Die Regeln des Realen

Einladung zum Zeitverlieren Dokumentarfilme auf den "Visions du réel" in Nyons suchen die Befreiung aus eingefahrenen Mustern

Promenades des Alpes, Passage du Pirates, Place Bel-Air - auf den ersten Blick scheint sich im westschweizerischen Nyon die Zeit in mittelalterlichem Mauerwerk und blassblauen Glyzinienranken zu verlieren. Doch der Schein zeitlosen Stillstands trügt. Gleich unter der Promenade des Vielles Murailles nämlich, zwischen Schloss und dem Ufer des Lac Leman, haben sich die Bagger tief in den Boden gegraben. Wo letztes Jahr noch eine Gemeindewiese wild wucherte, soll im Mai ein dreistöckiges Parkhaus eröffnet werden, später - wir sind in der Schweiz - unter einer adretten Grünanlage versteckt. Auch der große Parkplatz in der Oberstadt war früher eine Lustwiese, was vielleicht den schönen Namen erklärt: Place Perdtemps, Platz des Zeitverlusts.

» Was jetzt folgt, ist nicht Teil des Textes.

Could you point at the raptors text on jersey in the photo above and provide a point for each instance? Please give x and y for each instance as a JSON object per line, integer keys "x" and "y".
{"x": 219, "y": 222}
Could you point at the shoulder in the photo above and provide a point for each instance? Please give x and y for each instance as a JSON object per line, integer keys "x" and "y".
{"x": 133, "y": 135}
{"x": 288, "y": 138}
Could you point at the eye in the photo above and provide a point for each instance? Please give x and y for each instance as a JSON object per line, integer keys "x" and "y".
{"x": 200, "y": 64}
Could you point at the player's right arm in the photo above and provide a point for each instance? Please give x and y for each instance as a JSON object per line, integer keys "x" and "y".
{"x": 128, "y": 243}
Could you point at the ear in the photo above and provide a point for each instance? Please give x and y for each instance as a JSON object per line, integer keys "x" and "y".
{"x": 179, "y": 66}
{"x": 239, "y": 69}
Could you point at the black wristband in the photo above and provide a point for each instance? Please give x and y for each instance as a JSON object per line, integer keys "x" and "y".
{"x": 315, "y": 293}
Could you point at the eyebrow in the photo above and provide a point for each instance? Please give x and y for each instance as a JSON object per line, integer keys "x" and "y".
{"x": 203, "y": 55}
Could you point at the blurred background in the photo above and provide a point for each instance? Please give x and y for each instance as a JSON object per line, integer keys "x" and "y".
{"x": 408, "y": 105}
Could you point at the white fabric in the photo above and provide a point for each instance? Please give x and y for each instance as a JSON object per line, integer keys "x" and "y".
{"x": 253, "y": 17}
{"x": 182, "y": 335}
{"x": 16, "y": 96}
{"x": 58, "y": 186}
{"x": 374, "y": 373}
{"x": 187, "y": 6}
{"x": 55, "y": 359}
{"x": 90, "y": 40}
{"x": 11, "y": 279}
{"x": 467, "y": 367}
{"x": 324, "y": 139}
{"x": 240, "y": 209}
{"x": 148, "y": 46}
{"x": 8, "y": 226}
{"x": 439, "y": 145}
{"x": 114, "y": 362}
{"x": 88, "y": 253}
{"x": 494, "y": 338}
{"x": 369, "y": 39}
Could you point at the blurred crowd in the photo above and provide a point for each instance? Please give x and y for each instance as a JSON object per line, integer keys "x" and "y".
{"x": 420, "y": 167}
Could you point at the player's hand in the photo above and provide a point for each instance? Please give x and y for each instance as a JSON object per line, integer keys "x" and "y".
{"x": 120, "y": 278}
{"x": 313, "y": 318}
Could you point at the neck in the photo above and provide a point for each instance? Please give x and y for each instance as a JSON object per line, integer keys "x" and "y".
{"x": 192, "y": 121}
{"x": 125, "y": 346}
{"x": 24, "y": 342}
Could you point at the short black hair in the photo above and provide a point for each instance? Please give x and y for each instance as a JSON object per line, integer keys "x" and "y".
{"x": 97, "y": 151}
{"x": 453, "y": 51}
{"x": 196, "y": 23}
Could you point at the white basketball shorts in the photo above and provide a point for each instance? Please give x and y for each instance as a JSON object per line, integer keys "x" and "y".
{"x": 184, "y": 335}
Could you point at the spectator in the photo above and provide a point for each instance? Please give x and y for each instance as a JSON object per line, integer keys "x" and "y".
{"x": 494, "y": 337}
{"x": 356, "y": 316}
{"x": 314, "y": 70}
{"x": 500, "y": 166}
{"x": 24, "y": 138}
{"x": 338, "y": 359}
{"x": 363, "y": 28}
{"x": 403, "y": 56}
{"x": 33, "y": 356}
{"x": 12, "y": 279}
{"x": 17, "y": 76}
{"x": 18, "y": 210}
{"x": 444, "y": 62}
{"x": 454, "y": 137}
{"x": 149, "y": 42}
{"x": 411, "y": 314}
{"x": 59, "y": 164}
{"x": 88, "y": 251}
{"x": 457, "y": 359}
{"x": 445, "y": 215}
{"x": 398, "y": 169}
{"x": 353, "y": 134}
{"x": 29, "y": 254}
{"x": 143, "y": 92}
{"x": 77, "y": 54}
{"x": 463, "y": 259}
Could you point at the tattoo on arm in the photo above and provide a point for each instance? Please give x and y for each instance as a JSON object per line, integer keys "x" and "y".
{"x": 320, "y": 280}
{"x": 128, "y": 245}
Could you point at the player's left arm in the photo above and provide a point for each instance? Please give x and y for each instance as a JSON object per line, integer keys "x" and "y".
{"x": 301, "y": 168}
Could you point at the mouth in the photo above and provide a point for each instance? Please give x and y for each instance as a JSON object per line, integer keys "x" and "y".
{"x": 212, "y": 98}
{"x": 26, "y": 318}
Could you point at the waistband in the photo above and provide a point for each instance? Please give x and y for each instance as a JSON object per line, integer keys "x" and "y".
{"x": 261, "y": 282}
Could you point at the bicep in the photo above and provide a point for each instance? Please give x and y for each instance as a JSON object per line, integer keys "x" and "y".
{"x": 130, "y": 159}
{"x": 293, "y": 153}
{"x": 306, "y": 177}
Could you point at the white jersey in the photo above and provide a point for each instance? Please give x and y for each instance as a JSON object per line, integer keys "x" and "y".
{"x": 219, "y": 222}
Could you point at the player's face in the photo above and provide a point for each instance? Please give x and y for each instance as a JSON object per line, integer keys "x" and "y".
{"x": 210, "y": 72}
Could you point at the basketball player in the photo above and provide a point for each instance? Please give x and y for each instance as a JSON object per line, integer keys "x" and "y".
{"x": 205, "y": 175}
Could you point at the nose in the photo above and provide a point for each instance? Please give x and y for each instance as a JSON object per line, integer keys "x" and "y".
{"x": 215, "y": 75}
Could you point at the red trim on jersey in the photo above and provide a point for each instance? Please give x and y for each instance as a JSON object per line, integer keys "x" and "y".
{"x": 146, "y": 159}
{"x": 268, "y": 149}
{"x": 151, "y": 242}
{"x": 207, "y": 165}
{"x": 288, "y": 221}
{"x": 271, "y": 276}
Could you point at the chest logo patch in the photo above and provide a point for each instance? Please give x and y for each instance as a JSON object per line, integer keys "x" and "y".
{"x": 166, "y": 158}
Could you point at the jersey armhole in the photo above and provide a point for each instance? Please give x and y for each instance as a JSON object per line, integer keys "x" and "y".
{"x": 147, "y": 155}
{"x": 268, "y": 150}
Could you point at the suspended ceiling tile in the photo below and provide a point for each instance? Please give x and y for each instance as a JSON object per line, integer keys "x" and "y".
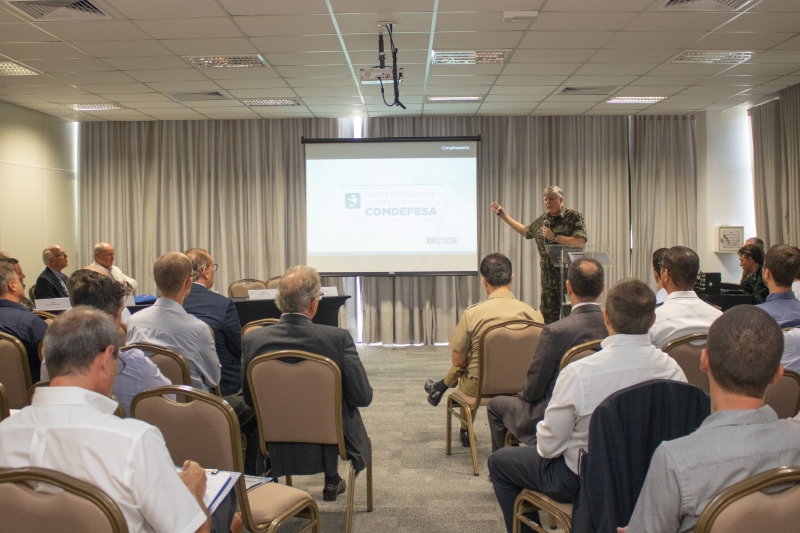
{"x": 565, "y": 39}
{"x": 190, "y": 28}
{"x": 125, "y": 48}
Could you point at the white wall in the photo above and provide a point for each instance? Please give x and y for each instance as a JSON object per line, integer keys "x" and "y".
{"x": 725, "y": 194}
{"x": 38, "y": 179}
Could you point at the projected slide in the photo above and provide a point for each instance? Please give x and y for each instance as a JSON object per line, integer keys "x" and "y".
{"x": 392, "y": 208}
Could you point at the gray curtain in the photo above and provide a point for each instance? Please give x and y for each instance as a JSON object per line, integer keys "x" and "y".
{"x": 663, "y": 188}
{"x": 771, "y": 191}
{"x": 518, "y": 157}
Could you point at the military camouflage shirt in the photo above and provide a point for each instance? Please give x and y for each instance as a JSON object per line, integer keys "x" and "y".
{"x": 568, "y": 222}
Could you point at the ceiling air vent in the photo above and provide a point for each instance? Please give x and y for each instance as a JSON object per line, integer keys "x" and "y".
{"x": 44, "y": 10}
{"x": 197, "y": 96}
{"x": 588, "y": 90}
{"x": 705, "y": 5}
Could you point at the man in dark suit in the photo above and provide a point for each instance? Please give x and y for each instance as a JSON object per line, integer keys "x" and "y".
{"x": 51, "y": 283}
{"x": 299, "y": 293}
{"x": 520, "y": 414}
{"x": 220, "y": 314}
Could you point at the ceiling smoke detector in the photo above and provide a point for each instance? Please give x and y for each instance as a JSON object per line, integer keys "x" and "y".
{"x": 713, "y": 57}
{"x": 93, "y": 107}
{"x": 241, "y": 61}
{"x": 453, "y": 99}
{"x": 7, "y": 68}
{"x": 479, "y": 57}
{"x": 45, "y": 10}
{"x": 270, "y": 102}
{"x": 635, "y": 99}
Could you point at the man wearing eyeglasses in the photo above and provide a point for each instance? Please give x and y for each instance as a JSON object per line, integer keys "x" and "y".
{"x": 51, "y": 282}
{"x": 220, "y": 314}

Kontrapunktisch passend also, dass man sich nebenan in der Salle Communale einmal im Jahr mit den Visions du réel jener Kunst widmet, die sich programmatisch als Gegenentwurf zu Zeit- und Gedächtnisverlust versteht. Denn Dokumentarfilm besteht im Gegensatz zu den Endlosschleifen des medialen Rauschens immer auf dem unwiederbringlichen Moment. Er will das Leben nicht ersetzen, sondern verdichten, Erfahrungen nicht übertuschen, sondern erforschen. Emphatisch formuliert das der kanadische Nyon-Stammgast Mike Hoolboom in Fasci(nation), der die Entwicklung des Fernsehens in den USA in den Kontext der Atombombenabwürfe auf Japan und der Verdrängung dieser Kriegsverbrechen stellt. Hoolbooms anregender, doch auch etwas prätentiöser Experimentalbarock war einer von fünfzehn Filmen im Wettbewerb, die fast alle auch von der gefährdeten kulturellen Vielfalt der Welt künden. Promised Paradise von Leonard Retel Helmrich (Indonesien) beginnt mit einem ebenso komischen wie bissigen Angriff auf das offizielle Medieneinerlei: Ein Puppenspieler in Djakarta hat seine Bühne zu einem Fernsehkasten umgebaut, in dem er mit Hilfe von Pappschachteln den Angriff vom 11.9. nachstellt und so die Absurdität medialer Wirklichkeitsansprüche thematisiert. Euer Fernsehen zu Hause ist bloße Imitation, sagt er, schaut hinein. Das hier ist dreidimensionales Reality-TV, hier sitzen wirkliche Leute aus Fleisch und Blut. Später trifft er den Attentäter von Bali zu einem fiktiven Interview, das aus Sequenzen einer auf Straßenmärkten kursierenden DVD zusammenmontiert ist: Eingreifende Recherchen in einem politisch und religiös aufgewühlten Land, dessen Widersprüchlichkeit sich in diesem Film westlichen Vereinfachungen auf erhellende Art entzieht.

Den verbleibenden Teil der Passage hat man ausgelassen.